Public and Commercial Services Union (PCS) is one of the unions affiliated to CND. Its General Secretary Mark Serwotka writes for CND.
The moral imperative to rid our country of weapons of mass destruction coexists with the ethical necessity of protecting our planet, growing a sustainable economy and spreading more equally the proceeds of that growth.
Sadly the debate around Trident is too often debased, and we are offered the through-the-looking-glass scenario that the ‘extremist’ is the leader who says he could never push the nuclear button. Against this background, it has been disappointing to see some in the unions dismissing out of hand the prospects for diversification.
There is an unarguable need for major investment in socially productive industries and infrastructure, not to mention the as yet uncertain hi-tech demands of a future economy. Workforces, and their unions, are best placed to identify how their skills and the technology they use can be adapted for more useful and ethical purposes.
Essential features of our economy are currently suffering: more than 1.2 million households languish on local authority housing waiting lists, while homebuilding consistently falls woefully short; we lag behind other countries on renewable energy; and the sick joke that is our privatised rail network makes British Rail seem a model of efficiency and popularity.
This is not just about money, it’s about a strategic government committing to development and improvement, harnessing the expertise of skilled workforces. Take renewables – the future will not just require us to generate more green energy, but also use it to power new technologies such as smart appliances in our homes, greener ways of heating and powering buildings, and cleaner forms of private and public transport.
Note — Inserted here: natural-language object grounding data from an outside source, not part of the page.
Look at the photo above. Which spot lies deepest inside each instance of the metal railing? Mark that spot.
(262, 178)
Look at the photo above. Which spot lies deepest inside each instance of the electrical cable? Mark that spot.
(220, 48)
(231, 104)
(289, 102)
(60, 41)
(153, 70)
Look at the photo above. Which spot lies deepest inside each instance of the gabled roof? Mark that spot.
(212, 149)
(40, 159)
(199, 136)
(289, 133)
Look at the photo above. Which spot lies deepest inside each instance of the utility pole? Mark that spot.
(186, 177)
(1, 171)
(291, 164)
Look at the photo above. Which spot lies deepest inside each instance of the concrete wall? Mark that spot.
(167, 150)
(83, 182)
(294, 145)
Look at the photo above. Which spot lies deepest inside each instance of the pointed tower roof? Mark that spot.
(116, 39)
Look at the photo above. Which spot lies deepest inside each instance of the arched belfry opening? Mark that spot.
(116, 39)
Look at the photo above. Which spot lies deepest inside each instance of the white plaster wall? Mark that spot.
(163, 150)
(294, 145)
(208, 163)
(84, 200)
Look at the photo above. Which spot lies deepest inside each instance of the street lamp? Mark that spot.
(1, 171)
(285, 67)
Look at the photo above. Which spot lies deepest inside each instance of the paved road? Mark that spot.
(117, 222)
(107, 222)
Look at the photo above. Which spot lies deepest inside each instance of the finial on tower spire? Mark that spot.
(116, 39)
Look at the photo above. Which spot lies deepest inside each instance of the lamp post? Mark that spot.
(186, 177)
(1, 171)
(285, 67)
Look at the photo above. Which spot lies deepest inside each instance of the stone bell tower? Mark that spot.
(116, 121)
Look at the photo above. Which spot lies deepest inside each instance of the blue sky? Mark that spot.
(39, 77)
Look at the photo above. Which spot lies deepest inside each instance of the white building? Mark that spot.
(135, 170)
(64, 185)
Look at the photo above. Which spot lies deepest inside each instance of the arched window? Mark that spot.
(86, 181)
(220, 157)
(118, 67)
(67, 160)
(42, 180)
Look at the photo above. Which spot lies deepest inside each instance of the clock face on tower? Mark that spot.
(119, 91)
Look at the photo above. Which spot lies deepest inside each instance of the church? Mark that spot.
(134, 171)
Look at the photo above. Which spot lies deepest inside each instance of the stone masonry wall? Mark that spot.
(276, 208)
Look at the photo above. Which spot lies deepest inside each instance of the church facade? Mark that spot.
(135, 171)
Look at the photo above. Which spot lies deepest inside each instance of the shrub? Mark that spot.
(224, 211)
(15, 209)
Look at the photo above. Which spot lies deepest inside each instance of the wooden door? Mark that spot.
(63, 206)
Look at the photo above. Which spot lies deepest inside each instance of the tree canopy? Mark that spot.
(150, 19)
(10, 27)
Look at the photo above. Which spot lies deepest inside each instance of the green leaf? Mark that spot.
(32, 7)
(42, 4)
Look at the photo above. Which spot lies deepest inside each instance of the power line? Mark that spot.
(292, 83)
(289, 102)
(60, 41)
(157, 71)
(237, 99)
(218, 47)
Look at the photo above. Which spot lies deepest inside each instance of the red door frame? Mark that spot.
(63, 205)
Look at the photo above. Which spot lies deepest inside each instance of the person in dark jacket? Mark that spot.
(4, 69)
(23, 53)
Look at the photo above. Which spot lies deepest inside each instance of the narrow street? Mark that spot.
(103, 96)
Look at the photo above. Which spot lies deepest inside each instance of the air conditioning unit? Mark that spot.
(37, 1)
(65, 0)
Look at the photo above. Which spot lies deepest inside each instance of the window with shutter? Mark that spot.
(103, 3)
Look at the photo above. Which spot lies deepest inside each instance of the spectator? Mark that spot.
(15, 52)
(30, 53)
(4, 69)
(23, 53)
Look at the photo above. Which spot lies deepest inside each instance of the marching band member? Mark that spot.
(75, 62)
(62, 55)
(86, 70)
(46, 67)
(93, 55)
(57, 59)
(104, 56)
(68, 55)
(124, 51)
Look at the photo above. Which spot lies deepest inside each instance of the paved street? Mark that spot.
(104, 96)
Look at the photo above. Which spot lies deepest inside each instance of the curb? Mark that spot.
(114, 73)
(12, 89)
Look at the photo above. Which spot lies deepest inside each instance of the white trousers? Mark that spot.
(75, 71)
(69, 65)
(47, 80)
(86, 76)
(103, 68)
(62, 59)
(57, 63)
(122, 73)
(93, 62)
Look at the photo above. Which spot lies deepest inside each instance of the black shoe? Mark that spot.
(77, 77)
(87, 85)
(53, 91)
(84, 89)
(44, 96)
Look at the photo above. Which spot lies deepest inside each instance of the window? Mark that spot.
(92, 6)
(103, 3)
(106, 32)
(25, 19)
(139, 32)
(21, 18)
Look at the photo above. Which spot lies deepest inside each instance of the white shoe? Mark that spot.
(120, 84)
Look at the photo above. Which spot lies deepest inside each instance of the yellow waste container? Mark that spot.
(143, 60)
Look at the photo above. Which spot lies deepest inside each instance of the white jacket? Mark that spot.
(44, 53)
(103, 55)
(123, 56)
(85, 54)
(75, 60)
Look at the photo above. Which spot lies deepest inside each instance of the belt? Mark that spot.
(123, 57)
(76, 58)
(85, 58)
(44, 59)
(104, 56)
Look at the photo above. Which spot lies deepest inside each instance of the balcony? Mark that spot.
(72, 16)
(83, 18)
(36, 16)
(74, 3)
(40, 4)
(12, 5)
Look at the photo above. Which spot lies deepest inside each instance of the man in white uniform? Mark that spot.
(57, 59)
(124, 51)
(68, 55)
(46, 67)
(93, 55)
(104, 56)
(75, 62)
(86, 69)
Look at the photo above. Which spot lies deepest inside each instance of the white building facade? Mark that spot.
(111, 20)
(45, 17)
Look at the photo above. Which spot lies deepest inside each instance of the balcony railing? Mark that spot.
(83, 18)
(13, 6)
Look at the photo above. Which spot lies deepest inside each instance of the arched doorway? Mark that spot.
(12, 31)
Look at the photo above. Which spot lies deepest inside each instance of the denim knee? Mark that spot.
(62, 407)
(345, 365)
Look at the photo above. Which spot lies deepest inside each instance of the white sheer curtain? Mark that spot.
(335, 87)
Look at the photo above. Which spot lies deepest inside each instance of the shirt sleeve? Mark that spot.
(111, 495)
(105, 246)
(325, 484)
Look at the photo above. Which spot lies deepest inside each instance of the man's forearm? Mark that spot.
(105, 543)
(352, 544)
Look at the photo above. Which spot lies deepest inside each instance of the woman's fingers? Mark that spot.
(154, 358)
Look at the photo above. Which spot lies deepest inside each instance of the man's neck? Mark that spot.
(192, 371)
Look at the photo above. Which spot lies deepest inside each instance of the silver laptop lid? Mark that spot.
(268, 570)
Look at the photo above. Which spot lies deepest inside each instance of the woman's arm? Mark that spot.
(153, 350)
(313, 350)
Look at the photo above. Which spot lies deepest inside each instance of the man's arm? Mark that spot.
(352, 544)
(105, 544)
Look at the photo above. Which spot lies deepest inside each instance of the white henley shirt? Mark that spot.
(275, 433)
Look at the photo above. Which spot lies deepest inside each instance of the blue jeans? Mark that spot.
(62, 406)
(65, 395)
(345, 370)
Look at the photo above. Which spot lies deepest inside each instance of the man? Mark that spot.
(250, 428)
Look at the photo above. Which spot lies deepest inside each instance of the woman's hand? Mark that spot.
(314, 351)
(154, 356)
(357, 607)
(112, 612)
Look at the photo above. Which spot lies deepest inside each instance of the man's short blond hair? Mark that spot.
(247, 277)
Some areas of the country that rely heavily on Trident, such as Barrow in Cumbria and Devonport in the south west, also suffer from higher than average unemployment. It is essential that the transition from maintenance of nuclear weapons not only protects livelihoods and skills, but improves them. We must never repeat the deliberate de-industrialisation policies of the Tories in the 1980s and our union will never support any policy that leads to our members, or those of other unions, losing their jobs.
Decommissioning these weapons will take years. During the Labour leadership election campaign, Jeremy Corbyn pledged a government he led in 2020 would immediately start to plan with communities, workforces, unions and businesses to diversify work as part of a new industrial strategy, backed by a national investment bank to direct funding for manufacturing, infrastructure, science and engineering.
This kind of approach is crucial, but will be impossible if name-calling continues to drive our public debate. We need to be mature, thoughtful and collaborative – watchwords of the union movement – to create a safe, sustainable and peaceful future for the next generation and the ones to come.